Some of the steps we can take are to:

• Learn more about coral reefs, the species they support and the benefits they provide to the world and share your knowledge. The more people know about coral reefs, the more they value them. Sign up for a coral reef conservation project or study today. Join conservation societies or clubs.

• Reduce your use of chemical pesticides and fertilisers - they often end up in the watershed and the ocean.

• Encourage your political representatives to enlarge marine parks, strengthen national policies and programmes to improve coastal water quality and to protect coral reefs. Agitate to ensure protection laws and bans are enforced.

• Follow all local regulations and customs when visiting coral reefs and, when diving or snorkelling.
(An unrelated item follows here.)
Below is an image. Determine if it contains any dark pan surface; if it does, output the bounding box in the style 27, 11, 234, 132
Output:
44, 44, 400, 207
Never touch or stand on a coral reef as even the slightest contact can harm these sensitive systems, especially when repeated by hundreds of divers!

• Recycle - this is one of the biggest things all of us can do to reduce humanity's destruction of the earth and the oceans.

• Support pet shops that sell certified marine species that were not captured by damaging fishing practices.

• Ask your local representatives to increase funding for coral reef research and restoration.

• Never leave rubbish on the beach or in the water.

• Never anchor on a reef.

• Volunteer with organisations working to clean up local waters, and remove invasive species - even if you don't live near the ocean, remember that the health of all waterways (rivers, lakes, bays) affect the ocean, thereby affecting us all.

Komodo coral reef restoration case study

Komodo is getting a helping hand up life's creative ladder with reef restoration. The Komodo Foundation recently installed a bio-reef system at 3 locations in the Komodo buffer zone off western Flores.

Here's how the artificial reef works - A steel skeletal structure is placed on the seabed with small specimens of living coral attached with wire. When an electrical current is applied, hydrogen bubbles start to form. This triggers a chemical reaction in the seawater that in time removes rust, and at the same time coats the steel with a form of calcium carbonate resembling natural reef, which attracts coral. The ultimate goal is to transform this steel structure in to a multi-coloured self-supporting coral reef structure.

Artificial reefs have been around awhile, but this system uses renewable electricity such as solar power, and is an efficient and cost-effective solution within the reach of poorer areas suffering from coral damage, such as Indonesia.

For the islands of Bidadadri, Punggu and Kukusan in the Komodo National Park buffer zone, the primary devastation has been due to dynamite fishing and a recent crown-of-thorns infestation. Each has wire racks installed and solar panel powering. Now the reefs have a healthy chance of recovering to there former glories.